Sorry for the l337 garbage in the title. I've been absorbing the ideas from Dr. Ed Nuhfer (see previous post) about knowledge surveys, and in particular the idea that complexity and difficulty are orthogonal. That is to say, different dimensions. We could think of an abstraction of learning that incorporates these into a graph. Mathematicians love graphs. Well, applied mathematicians love graphs anyway.
I have used my considerable expertise with Paint to produce the glorious figure shown above. It's supposed to lay bare an abstraction of the learning process if we only consider difficulty (expressed here inversely as probability of success) and complexity. I think it's fair to say that we sometimes think of learning happening this way--that no matter what the task, probability of success is increased by training, and that more complex tasks are inherently more difficult than less complex ones. This may, of course, be utterly wrong.
We encountered Moravec's Paradox in a previous episode here. The idea is that some things that are very complex seem easy. For example, judging another person's character, or determining if another beer is worth four bucks at the bar.

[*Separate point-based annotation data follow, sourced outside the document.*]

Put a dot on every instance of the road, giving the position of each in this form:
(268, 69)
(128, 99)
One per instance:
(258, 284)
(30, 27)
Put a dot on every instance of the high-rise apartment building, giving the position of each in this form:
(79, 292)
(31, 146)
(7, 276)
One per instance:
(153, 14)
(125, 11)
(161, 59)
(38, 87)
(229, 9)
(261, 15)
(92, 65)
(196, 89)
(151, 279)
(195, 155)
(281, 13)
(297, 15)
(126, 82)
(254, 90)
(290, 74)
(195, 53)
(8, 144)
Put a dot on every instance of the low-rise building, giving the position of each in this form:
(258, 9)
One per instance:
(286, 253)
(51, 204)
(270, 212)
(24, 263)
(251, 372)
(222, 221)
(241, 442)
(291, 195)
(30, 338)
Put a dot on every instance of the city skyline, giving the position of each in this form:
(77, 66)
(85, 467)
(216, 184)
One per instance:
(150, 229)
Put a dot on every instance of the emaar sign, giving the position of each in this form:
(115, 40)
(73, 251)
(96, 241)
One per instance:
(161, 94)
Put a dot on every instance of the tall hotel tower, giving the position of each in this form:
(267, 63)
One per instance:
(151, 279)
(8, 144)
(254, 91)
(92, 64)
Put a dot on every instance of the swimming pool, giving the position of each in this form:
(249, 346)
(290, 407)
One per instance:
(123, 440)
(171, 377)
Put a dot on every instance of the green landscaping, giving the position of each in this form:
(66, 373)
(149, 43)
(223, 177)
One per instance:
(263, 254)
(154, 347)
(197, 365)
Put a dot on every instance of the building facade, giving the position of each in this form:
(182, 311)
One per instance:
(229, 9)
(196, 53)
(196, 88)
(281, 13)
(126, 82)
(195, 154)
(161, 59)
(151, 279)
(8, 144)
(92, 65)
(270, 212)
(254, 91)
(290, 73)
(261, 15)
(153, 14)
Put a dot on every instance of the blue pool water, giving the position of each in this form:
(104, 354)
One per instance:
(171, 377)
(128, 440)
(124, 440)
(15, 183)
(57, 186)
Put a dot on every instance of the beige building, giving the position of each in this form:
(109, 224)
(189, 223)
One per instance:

So, it may be that the vertical dimension of the graph isn't conveying anything of interest. But I have a way to wiggle out of that problem.
If we restrict ourselves to thinking about purely deductive reasoning tasks, then success depends on the learner's ability to execute an algorithm. Multiplication tables or solving standard differential equations--it's all step-by-step reasoning. In this case, it seems reasonable to assume that increased complexity (number of steps involved) reduces chance of success. In fact, if we abstract out a constant probability of success for each step, then we'd expect an exponentially decaying probability of success as complexity increases because we're multiplying probabilities together (if they're independent anyway).
We could test this with math placement test results. An analysis of the problems on a standard college placement test should give us pretty quickly the approximate number of steps required to solve any given problem (with suitable definitions and standards). The test results will give us a statistical bound on probability of success. Looking at the two together should be interesting. If we assume that Pr[success on item of complexity c] = exp( d*c), where d is some (negative) constant to be determined, and c is the complexity measured in solution-steps, then we could analyze which problems are unexpectedly easy or difficult. That is, we could analyze the preparation of students taking the placement not just by looking at the number of problems they got correct, but the level of complexity they can deal with.
I've written a lot about complexity and analytical thinking, which you can sieve from the blog via the search box if you're interested. I won't recapitulate here.
I'll see if I can find some placement test data to try this out on. It should make for an interesting afternoon some day this summer. Stay tuned.
Update: It occurs to me upon reflection that if the placement test is multiple-choice, this may not work. Many kinds of deterministic processes are easier to verify backwards than they are to run forwards. For example, if a problem asks for the roots of a quadratic equation, it's likely easier to plug in the candidates for the answers and see if they work than it is to use the quadratic equation or complete the square (i.e. actually solve the problem directly). This would make the complexity weights dubious.